The vehicles passing through the right lane present as a result of direction the label right to left because even though it is not crossing abruptly in front of the CS, it is not an exactly parallel movement because the image perspective, by surpassing the CS it is like moving in the x-axis, from right to left. Considering this perspective, as lines going to meet at the vanishing point.

The third, fourth and fifth rows of Fig. 5 are a sequence and presents vehicles with a trajectory that will generate an actual direct crossing. These vehicles are further away while the CS is standing behind another, nearby vehicle, which is also stationary (Fig. 8a).

The figures in the fourth and fifth rows of Fig. 5 show a truck crossing the front of the vehicle from right to left. In the sixth row, we show the extraction and analysis of the patterns on a pedestrian very close to the CS and another vehicle more distant, both crossing the front of the CS in opposite directions (Fig. 8 b).

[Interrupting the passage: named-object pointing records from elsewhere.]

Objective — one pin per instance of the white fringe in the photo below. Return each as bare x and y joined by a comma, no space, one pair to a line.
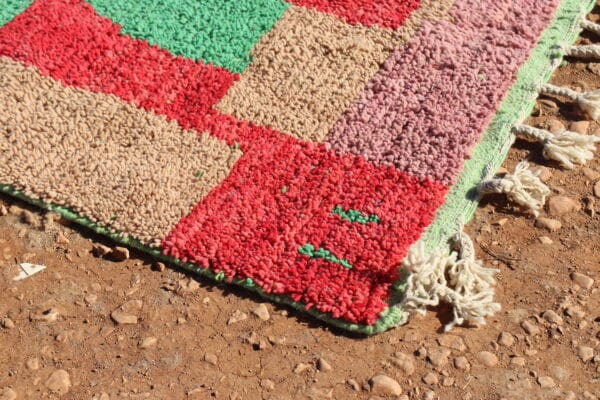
566,147
455,278
524,187
587,101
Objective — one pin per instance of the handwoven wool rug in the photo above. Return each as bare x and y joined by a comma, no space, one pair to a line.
319,153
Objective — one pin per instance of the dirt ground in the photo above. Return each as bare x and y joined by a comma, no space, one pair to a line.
197,340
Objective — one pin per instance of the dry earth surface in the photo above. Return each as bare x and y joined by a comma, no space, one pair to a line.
91,327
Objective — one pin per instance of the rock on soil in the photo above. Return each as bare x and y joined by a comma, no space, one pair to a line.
384,385
59,382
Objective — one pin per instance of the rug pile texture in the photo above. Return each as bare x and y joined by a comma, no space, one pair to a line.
298,148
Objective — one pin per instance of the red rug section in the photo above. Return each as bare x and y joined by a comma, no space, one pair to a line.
280,194
384,13
250,226
67,40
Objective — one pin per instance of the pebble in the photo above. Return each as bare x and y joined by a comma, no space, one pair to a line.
488,359
384,385
33,364
267,384
7,323
506,339
561,205
590,173
211,358
552,225
453,342
148,342
518,361
323,365
431,378
585,353
580,127
552,317
59,382
404,362
530,328
119,253
461,363
236,317
353,384
301,367
262,312
582,280
438,357
8,394
546,382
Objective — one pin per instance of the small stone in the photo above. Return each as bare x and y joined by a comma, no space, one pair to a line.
438,357
211,358
267,384
582,280
462,364
530,328
8,394
7,323
262,312
580,127
448,381
431,378
384,385
590,173
32,364
506,339
323,365
552,317
404,362
353,384
91,298
585,353
518,361
59,382
546,382
488,359
148,342
561,205
453,342
236,317
544,173
301,367
100,250
552,225
119,253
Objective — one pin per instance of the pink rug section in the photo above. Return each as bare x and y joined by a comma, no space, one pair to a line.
428,106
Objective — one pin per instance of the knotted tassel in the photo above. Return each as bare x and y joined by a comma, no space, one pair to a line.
587,101
524,187
456,278
566,147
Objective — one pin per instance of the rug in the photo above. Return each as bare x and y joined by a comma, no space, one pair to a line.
324,154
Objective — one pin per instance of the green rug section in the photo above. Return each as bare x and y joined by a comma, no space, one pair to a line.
11,8
221,32
489,154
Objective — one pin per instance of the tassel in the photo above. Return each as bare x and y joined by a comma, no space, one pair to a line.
468,286
523,187
588,101
566,147
590,26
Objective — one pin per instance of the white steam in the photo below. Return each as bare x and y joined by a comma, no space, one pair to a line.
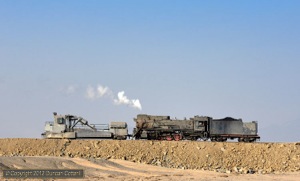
122,99
101,91
97,93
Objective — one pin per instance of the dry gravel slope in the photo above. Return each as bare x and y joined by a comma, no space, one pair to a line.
221,157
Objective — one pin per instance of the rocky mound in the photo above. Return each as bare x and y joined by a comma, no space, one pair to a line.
221,157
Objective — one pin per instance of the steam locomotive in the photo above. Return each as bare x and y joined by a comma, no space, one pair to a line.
197,128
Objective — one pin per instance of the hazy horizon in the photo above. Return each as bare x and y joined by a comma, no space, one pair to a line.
112,60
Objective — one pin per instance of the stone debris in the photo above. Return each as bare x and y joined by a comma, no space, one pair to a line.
231,157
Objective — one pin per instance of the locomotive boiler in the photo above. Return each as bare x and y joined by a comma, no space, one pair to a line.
153,127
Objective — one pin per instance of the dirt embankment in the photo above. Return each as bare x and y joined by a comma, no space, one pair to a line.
221,157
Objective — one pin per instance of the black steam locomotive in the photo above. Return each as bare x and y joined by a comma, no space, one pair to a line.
196,128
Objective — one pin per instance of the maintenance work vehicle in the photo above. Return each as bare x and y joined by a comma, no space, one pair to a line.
73,127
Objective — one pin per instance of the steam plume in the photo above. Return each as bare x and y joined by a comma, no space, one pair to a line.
122,99
101,91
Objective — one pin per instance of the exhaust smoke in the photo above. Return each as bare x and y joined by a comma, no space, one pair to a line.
102,91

Different objects with different distances are shown in the seventh row.

In the last row of Fig. 5 we present a sequence where the CS is slowing down, almost stopping, while several pedestrians begin to cross with similar but not synchronized behavior, resulting in some data variation.

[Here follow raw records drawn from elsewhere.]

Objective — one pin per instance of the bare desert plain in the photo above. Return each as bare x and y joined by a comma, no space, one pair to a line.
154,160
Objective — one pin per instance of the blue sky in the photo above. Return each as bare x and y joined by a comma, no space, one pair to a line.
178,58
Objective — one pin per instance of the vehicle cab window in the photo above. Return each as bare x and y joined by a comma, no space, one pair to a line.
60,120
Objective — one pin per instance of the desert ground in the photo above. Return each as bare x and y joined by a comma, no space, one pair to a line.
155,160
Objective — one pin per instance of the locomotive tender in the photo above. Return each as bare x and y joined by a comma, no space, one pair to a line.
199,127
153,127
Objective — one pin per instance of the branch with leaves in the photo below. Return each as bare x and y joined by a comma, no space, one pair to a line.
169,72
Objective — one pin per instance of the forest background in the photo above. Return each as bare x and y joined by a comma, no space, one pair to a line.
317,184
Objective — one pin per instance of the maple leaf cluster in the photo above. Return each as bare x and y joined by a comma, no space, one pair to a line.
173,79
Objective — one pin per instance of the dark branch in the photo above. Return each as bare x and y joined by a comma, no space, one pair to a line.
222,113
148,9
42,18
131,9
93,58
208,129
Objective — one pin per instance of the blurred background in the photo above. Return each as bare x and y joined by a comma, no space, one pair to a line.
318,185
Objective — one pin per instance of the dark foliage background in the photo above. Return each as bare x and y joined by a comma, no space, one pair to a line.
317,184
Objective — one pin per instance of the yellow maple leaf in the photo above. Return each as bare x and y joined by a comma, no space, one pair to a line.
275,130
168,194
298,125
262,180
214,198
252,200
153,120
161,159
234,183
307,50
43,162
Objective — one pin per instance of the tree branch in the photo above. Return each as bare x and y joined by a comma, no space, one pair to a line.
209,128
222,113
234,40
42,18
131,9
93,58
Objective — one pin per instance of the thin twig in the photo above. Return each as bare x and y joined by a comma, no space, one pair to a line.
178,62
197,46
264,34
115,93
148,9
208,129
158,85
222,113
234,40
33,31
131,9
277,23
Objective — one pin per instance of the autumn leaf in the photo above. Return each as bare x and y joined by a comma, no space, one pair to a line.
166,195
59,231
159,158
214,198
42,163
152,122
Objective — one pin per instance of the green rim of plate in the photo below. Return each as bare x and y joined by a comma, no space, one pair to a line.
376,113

In the five rows of Fig. 6, showing results from CaRINA dataset, the CS is in motion and, although it presents images with less movement than in the KITTI dataset, it is still possible to observe the patterns of movement and distance from the detected objects, mainly from first to third row, which correspond to a sequence.

6 Conclusion and discussion

Obstacle detection and recognition focused on ADAS and/or on autonomous vehicles navigation has made a major breakthrough in the state of the art in recent years, especially considering the advances in CNNs. The approach we present in this paper focuses on the next step after the detection and recognition of obstacles: the extraction of the depth and movement patterns of the detected objects.

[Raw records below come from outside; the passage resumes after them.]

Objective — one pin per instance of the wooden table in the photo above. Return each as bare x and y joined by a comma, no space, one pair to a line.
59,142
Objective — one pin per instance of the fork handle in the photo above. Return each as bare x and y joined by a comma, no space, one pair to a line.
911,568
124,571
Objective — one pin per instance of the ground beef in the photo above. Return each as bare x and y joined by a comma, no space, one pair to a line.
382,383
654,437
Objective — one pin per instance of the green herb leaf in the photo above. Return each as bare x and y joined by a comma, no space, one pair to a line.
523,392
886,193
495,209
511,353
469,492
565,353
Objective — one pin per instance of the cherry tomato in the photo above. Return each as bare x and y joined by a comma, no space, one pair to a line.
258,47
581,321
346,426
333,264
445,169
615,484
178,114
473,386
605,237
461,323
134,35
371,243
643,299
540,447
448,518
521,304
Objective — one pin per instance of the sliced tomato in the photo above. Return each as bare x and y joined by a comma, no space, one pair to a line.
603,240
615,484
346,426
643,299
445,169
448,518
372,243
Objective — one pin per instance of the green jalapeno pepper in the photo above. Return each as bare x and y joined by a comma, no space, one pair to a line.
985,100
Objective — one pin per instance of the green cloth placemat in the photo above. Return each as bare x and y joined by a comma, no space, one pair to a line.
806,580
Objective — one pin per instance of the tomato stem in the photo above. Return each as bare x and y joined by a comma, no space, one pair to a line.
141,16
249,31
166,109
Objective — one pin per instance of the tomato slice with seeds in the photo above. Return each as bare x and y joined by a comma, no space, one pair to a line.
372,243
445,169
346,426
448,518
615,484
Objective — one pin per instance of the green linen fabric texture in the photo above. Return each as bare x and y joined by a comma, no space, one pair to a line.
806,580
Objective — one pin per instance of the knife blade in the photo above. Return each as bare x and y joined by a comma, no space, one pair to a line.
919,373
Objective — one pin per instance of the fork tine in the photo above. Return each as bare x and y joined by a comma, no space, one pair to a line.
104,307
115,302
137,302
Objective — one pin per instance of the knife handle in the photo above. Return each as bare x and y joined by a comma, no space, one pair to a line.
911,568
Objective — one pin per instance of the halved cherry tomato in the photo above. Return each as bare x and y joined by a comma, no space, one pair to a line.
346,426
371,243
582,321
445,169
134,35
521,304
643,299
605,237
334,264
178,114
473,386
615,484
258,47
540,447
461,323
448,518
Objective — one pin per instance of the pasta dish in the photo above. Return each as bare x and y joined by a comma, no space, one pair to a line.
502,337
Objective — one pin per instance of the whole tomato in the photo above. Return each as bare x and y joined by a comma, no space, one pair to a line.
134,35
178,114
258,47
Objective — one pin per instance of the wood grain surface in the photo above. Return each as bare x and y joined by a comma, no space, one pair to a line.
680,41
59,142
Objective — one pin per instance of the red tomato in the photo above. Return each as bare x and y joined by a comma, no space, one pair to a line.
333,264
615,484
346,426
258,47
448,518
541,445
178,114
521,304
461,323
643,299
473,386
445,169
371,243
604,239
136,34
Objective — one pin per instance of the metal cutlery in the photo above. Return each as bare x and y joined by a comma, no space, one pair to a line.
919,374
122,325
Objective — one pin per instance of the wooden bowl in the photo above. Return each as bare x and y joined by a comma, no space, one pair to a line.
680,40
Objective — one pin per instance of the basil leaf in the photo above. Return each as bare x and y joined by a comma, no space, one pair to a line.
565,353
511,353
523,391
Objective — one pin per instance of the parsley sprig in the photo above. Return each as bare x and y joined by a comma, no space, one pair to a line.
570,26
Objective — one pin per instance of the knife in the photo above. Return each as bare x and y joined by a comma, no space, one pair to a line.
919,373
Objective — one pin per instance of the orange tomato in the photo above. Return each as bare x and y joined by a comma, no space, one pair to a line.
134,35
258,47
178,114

We understand that identifying these patterns will allow smarter and safer decision making in an ADAS or in an autonomous vehicle, helping to identify potential threats, both providing for a more precise alert for a human driver and passing more data to an intelligent agent module responsible for making decisions in an autonomous vehicle.

In our approach, we combine CNN-based detection and object recognition results with the depth patterns by a disparity map and movement patterns (direction and velocity) by an optical stream. The results obtained are promising and motivate the continuity of this research.

Fig. 7
figure 7

Highlighted pattern analysis results

Fig. 8
figure 8

Highlighted pattern analysis results

6.1 Future work

One of our next steps with this approach consists of applying that same model, with the same combined methods in a NVIDIA Jetson card, provided by NVIDIA for our project through the NVIDIA GPU Grant Program, in a vehicle with real-time image capture and a specially developed stereo rig, thus improving the performance of the current proposed flow.

In addition, one of the possibilities opened by the extraction of the distance, trajectory and movement patterns we are performing, is to try to predict the actions of the participants in the scene, such as other vehicles, cyclists, pedestrians and animals, performing threat assessment, which is a project that is already underway in our group. For this step it can be very relevant to normalize the values of movement intensity in relation to the distance.

In the context of these possible next steps we are also investigating the possibilities associated with the analysis of the obtained patterns, studying the creation of potential new behavior labels. During these next phases we plan to perform more experiments related to the obtained patterns analysis, differentiating for example the direction label in order to differentiate situations where in fact there will occur some crossing in front of the capture source from when it is a possible lateral overtaking.